Stanford Law School Professor Mark Lemley, as the lead author of a brief submitted by a number of law professors in support of Star Athletica, attempts to separate the figure from the ground. He argues that copyright could protect the designs, but not the coordination and arrangement (i.e. placement) of the elements of the designs that result from the shape or construction of the garments. In effect, this proposed test would exclude from the protection of copyright those elements of the designs dictated by the needs of making the useful article truly useful.
There are other relevant questions that none of the lower courts in the case considered and which none of the briefs submitted to the Supreme Court addressed: What are the two-dimensional designs that are protected and are those designs copyrightable under more general principles of copyright law? Are they original or are they in the public domain? Is there a merger of the general idea with its expression so that there is nothing that is copyrightable? Are the decorative aspects what copyright law refers to as “scènes à faire” (stock representations implicit in the subject matter, in this case cheerleader uniforms)? Both the trial court and the appellate court expressly said they were not addressing whether the two-dimensional designs were copyrightable and were reserving that question. And the Supreme Court, in accepting the case, refused to consider this question, because it was not ruled on below.

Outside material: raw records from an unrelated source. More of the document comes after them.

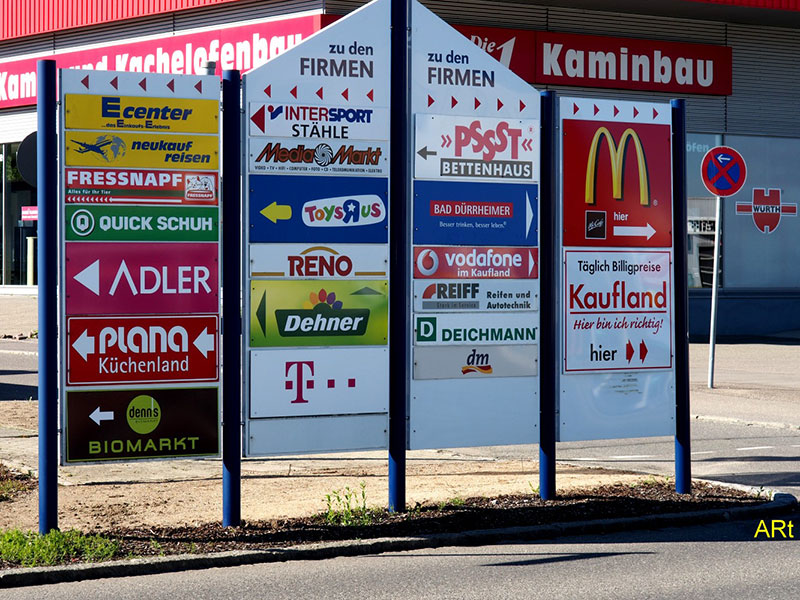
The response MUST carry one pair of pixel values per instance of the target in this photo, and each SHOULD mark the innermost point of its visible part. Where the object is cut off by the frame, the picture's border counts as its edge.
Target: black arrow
(425, 153)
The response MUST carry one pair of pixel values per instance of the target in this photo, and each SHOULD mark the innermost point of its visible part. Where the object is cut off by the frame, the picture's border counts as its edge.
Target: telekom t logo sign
(299, 377)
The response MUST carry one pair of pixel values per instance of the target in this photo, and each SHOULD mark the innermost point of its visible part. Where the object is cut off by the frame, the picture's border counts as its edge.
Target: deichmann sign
(231, 47)
(313, 382)
(318, 313)
(103, 350)
(320, 261)
(133, 278)
(323, 122)
(475, 213)
(144, 150)
(617, 180)
(482, 149)
(100, 223)
(139, 186)
(487, 328)
(464, 262)
(295, 208)
(181, 115)
(617, 310)
(475, 362)
(141, 423)
(477, 295)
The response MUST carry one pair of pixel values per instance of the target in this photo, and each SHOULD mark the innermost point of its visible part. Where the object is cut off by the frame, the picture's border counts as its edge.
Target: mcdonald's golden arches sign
(617, 173)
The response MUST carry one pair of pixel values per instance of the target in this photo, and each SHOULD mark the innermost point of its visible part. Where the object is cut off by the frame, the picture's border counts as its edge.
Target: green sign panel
(318, 313)
(104, 425)
(108, 223)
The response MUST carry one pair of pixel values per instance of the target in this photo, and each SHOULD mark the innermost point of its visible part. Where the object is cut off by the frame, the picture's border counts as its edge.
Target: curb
(780, 503)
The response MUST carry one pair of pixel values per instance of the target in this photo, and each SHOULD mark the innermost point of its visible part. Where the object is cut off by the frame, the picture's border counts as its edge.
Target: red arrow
(629, 351)
(258, 118)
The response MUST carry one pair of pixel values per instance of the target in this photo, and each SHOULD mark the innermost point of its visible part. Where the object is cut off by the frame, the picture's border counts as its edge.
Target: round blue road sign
(723, 171)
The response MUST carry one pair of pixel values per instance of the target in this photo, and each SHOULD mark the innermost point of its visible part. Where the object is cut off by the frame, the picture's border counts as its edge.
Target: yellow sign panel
(146, 150)
(177, 115)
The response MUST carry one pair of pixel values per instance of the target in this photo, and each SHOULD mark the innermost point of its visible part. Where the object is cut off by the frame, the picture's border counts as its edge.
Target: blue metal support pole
(399, 256)
(231, 303)
(47, 200)
(548, 364)
(683, 459)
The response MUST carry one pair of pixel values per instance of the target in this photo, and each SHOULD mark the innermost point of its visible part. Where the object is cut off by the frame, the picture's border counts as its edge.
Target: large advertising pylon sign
(316, 357)
(140, 270)
(617, 375)
(475, 338)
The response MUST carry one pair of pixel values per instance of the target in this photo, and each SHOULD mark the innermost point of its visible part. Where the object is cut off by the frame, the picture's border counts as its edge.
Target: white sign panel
(617, 310)
(482, 328)
(311, 382)
(329, 122)
(306, 156)
(475, 362)
(319, 261)
(476, 149)
(491, 295)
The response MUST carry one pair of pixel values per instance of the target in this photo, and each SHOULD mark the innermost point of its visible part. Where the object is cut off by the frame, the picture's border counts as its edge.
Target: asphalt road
(713, 562)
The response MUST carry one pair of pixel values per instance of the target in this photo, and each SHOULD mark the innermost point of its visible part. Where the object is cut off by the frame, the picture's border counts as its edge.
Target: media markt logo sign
(322, 314)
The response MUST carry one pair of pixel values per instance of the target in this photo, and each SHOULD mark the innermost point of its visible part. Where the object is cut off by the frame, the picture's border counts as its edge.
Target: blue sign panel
(475, 214)
(302, 208)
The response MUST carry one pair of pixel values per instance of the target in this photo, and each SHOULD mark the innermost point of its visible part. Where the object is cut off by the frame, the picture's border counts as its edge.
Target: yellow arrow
(277, 212)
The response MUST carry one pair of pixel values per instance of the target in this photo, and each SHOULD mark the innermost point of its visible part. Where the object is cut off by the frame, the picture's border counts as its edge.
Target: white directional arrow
(624, 230)
(84, 345)
(90, 277)
(99, 416)
(528, 214)
(204, 342)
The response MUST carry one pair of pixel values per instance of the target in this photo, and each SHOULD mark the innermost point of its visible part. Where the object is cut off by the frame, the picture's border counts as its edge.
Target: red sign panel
(136, 278)
(103, 350)
(140, 186)
(242, 48)
(632, 64)
(469, 262)
(617, 184)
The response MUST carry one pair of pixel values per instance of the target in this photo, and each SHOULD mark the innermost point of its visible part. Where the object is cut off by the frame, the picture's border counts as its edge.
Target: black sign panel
(141, 423)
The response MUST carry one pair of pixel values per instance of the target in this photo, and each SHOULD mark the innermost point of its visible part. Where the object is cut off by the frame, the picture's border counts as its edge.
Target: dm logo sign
(766, 209)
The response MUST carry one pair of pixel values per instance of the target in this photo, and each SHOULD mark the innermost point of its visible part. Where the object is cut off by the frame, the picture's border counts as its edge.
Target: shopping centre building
(736, 62)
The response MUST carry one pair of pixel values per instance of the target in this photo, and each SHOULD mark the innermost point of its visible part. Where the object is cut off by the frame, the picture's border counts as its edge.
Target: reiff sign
(140, 271)
(316, 171)
(617, 333)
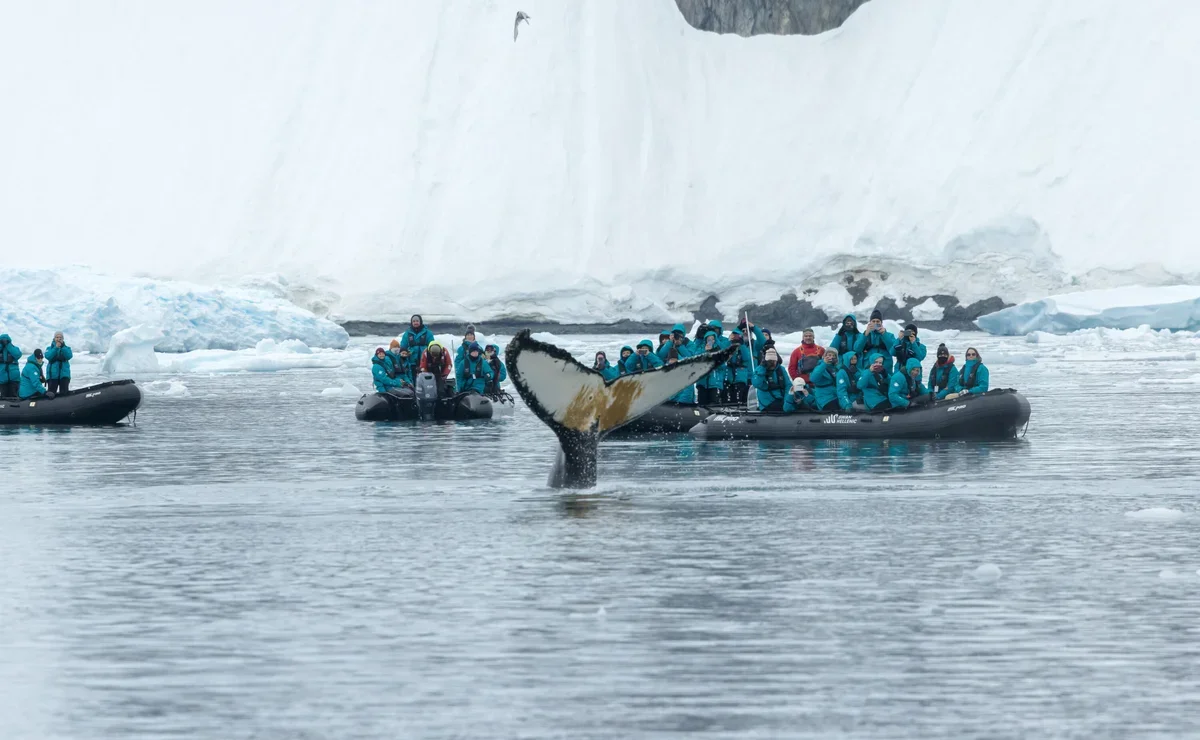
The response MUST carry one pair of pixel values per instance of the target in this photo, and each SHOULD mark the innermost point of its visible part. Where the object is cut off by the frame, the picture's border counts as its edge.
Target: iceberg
(94, 308)
(131, 350)
(1174, 307)
(615, 163)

Justice Elena Kagan inquired at argument: What is your design; can someone just add another stripe to avoid infringement? Varsity Brands’ counsel did not address the first part of the question and, in response to the second part, said that merely adding something to a copyrightable design “usually” does not avoid infringement. The response did little to address the Court’s expressed concern for the anti-competitive effect on the market for cheerleader uniforms and markets for other products for which the design has a functional purpose, such as camouflage fabric for military use. Indeed, it is worth noting that Star Athletica made a point of informing the Court that Varsity Brands controls 80% of the U.S. market for cheerleader uniforms.

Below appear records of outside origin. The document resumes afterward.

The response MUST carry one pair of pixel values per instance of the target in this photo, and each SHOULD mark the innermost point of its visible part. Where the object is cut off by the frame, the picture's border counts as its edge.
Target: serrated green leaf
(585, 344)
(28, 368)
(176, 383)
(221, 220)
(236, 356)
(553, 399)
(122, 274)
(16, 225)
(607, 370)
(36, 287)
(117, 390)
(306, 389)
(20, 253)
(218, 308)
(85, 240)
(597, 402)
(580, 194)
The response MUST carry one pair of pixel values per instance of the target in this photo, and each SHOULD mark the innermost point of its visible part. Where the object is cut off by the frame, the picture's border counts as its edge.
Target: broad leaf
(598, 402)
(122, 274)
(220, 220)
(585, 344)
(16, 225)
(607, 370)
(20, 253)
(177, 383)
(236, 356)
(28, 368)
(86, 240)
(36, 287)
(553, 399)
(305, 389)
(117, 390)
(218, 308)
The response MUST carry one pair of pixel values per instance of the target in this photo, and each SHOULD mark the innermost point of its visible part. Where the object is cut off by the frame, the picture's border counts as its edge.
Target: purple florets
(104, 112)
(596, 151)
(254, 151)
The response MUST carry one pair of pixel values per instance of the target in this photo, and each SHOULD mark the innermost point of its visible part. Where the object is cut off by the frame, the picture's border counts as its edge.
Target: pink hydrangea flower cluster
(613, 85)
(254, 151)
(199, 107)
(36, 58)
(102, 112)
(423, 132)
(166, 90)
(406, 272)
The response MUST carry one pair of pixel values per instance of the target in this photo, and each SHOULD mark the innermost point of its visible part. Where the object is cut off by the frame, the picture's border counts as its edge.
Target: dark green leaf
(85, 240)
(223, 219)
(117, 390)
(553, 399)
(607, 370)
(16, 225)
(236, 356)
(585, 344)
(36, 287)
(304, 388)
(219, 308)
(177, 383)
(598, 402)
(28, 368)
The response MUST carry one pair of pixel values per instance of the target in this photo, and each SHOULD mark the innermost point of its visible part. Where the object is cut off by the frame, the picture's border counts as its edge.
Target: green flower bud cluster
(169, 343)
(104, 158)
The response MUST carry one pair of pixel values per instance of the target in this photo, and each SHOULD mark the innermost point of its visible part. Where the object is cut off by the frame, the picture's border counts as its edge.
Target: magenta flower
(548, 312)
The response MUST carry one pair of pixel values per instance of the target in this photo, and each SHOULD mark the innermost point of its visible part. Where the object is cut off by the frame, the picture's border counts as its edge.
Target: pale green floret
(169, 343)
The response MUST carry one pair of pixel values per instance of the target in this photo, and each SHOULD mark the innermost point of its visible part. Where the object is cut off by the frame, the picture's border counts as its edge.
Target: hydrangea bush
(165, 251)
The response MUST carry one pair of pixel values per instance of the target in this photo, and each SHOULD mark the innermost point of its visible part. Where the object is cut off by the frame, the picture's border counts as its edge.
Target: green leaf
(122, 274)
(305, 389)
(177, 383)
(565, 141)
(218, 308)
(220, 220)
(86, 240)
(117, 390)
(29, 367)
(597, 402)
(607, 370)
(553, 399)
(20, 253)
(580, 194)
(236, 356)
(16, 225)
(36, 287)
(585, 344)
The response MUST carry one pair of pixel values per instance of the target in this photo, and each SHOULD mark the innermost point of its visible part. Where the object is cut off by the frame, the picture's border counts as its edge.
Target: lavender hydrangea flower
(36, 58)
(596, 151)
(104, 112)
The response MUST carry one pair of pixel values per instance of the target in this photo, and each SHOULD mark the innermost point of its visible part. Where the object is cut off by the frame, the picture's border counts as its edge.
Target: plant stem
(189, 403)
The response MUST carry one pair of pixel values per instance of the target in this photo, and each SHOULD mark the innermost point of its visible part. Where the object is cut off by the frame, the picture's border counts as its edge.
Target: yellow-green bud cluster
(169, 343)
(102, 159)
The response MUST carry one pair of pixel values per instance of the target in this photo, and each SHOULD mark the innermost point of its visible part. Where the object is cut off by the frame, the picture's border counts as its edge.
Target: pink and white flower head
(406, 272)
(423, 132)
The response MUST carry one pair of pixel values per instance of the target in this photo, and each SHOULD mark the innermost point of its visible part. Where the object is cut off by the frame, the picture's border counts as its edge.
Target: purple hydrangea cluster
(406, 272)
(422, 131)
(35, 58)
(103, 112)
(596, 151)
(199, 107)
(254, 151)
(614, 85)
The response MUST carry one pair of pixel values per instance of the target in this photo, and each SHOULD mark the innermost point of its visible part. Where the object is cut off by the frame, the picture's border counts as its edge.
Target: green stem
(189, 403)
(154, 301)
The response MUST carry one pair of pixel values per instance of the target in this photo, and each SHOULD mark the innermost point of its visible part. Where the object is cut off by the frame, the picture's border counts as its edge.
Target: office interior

That may help explain why all of the Supreme Court Justices who asked questions were troubled by the idea of handing Varsity Brands a monopoly over cheerleader uniform designs through the use of its copyright registrations. How they might avoid that result is an open question. Star Athletica offered one alternative that might have a major impact on the fashion industry, particularly on the accessories market, where protection of three-dimensional designs is an on-going concern: Any aspect of the design that is functional in part is not conceptually separable. (Say goodbye to the Kieselstein-Cord belt buckle decision, a ground-breaking case won by this firm and which a number of briefs argued was wrongly decided.) Another alternative, endorsed by the American Intellectual Property Association, is to vacate the decision and instruct the court below to determine first the validity of the copyright in the designs under more general copyright law concepts that would factor into the analysis the use of routine design features in uniforms. Either way, one suspects that Star Athletica’s use of its copyrights to prevent competition in the cheerleader uniform market may be short lived.